Summary of haemodynamic benefits of the IABP:

  • Increased coronary artery filling pressures
  • Increased myocardial perfusion
  • Increased renal & cerebral perfusion
  • Reduced afterload and cardiac workload

Complications of IABP:

  • Neurovascular complications from femoral puncture – this may include localised haemotoma or more severe internal bleeding into the retro-peritoneal space;
  • Balloon rupture – recognised by backflow of blood into the tubing;
  • Balloon migration – if the balloon moves distally the renal arteries may be occluded leading to reduced renal perfusion and a subsequent drop in urine output. Migration up the aortic arch will reduce blood supply down the left arm and potentially diminish brachial and radial pulses on the affected side;
  • Thromboembolus – the balloon is thrombogenic therefore most patients are commenced on IV Heparin to reduce the risk of thrombosis. Arguably the risk of clot formation on the surface of the balloon is minimal when the balloon is set to maximum augmentation on a 1:1 inflation ratio. At lower inflation ratios, where the balloon intermittently sits idle, the risk is increased;
  • Infection from an invasive line;
  • Aortic dissection – a rare complication increased in patients with a friable aorta i.e. those with connective tissue disorders including Marfan’s disease;
  • Aortic regurgitation – if an IABP is inserted into a patient without a competent aortic valve severe aortic regurgitation will occur on balloon inflation. A competent aortic valve is therefore a pre-requisite for IABP therapy.
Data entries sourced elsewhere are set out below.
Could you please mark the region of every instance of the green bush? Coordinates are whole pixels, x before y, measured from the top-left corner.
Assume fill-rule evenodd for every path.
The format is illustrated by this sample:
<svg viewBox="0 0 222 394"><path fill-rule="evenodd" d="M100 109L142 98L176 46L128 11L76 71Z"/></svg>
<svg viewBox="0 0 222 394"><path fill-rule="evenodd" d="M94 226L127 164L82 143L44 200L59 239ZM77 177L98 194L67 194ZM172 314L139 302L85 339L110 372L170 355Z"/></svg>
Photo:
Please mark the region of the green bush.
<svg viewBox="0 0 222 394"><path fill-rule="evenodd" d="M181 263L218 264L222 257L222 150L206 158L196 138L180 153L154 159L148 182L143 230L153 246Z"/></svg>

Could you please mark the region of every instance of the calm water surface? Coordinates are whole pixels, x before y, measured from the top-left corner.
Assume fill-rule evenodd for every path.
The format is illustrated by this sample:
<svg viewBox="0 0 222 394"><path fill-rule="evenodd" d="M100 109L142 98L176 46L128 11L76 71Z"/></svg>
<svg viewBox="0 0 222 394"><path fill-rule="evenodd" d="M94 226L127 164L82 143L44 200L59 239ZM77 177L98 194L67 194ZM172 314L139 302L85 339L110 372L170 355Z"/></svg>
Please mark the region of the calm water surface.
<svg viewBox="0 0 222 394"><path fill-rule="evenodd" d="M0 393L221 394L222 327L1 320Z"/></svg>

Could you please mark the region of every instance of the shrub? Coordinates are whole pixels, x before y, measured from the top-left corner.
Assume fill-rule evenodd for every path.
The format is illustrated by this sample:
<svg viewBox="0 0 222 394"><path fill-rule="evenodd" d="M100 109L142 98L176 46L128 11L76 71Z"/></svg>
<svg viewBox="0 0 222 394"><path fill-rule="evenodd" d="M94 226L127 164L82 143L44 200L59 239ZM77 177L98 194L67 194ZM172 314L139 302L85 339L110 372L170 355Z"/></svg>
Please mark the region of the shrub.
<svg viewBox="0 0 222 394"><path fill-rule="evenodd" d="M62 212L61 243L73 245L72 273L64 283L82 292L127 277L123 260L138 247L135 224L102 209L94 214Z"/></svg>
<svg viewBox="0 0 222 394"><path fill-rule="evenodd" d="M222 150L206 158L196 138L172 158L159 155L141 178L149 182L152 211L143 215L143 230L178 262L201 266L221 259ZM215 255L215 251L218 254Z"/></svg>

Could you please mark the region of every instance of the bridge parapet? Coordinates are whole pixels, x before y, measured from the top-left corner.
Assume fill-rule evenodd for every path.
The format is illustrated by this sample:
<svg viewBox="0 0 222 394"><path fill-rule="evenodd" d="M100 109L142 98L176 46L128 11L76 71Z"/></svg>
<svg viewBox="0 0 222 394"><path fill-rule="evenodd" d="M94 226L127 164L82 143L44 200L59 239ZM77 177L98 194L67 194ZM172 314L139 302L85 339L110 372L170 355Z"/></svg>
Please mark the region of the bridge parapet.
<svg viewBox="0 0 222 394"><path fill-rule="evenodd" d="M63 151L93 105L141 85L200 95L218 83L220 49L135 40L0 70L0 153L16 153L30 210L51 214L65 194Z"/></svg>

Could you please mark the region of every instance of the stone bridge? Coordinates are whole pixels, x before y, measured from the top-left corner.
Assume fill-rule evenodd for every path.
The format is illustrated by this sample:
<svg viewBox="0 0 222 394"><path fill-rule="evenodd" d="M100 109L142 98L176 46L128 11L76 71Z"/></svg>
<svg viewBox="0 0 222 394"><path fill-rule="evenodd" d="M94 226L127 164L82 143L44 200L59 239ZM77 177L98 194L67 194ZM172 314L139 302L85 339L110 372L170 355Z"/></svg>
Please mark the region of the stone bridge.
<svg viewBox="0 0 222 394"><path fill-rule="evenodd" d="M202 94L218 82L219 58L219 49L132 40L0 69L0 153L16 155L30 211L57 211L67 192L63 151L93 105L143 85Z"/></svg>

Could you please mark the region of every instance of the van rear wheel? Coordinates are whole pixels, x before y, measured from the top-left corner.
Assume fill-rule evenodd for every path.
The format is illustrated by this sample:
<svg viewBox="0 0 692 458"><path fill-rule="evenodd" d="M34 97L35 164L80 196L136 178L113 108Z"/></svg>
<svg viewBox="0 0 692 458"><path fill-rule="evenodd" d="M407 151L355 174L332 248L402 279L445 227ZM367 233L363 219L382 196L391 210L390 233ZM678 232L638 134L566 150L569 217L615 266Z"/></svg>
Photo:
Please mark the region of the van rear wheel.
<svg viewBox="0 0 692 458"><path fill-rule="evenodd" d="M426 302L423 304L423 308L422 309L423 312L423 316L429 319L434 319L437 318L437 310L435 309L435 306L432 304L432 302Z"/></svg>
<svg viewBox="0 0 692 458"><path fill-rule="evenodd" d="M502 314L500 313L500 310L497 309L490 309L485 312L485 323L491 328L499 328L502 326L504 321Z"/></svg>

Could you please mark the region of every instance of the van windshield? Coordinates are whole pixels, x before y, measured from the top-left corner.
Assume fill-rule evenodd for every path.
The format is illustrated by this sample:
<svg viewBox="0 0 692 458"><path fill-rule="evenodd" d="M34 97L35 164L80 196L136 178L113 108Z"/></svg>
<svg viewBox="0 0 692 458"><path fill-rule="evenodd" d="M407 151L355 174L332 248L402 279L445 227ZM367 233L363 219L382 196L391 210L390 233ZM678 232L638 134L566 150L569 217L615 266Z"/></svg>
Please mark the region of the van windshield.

Care requirements for the patient receiving IABP support:

  • Nurse at a maximum of 45 degrees to prevent line occlusion and/or damage to the femoral artery;
  • Assess puncture site regularly for bleeding/haemotomas;
  • Neurovascular observations of the lower limb distal to the puncture site;
  • Assessment of perfusion to the left arm to ensure adequate balloon placement and to identify upward migration of the balloon promptly;
  • Hourly urine outputs to ensure adequate renal perfusion and to indicate balloon migration early;

Regular review by an individual competent in the assessment of inflation/deflation timings to ensure optimum therapy. Depending on the organisation this may be a perfusionist, cardiac physiologist, appropriately trained nurse or cardiologist.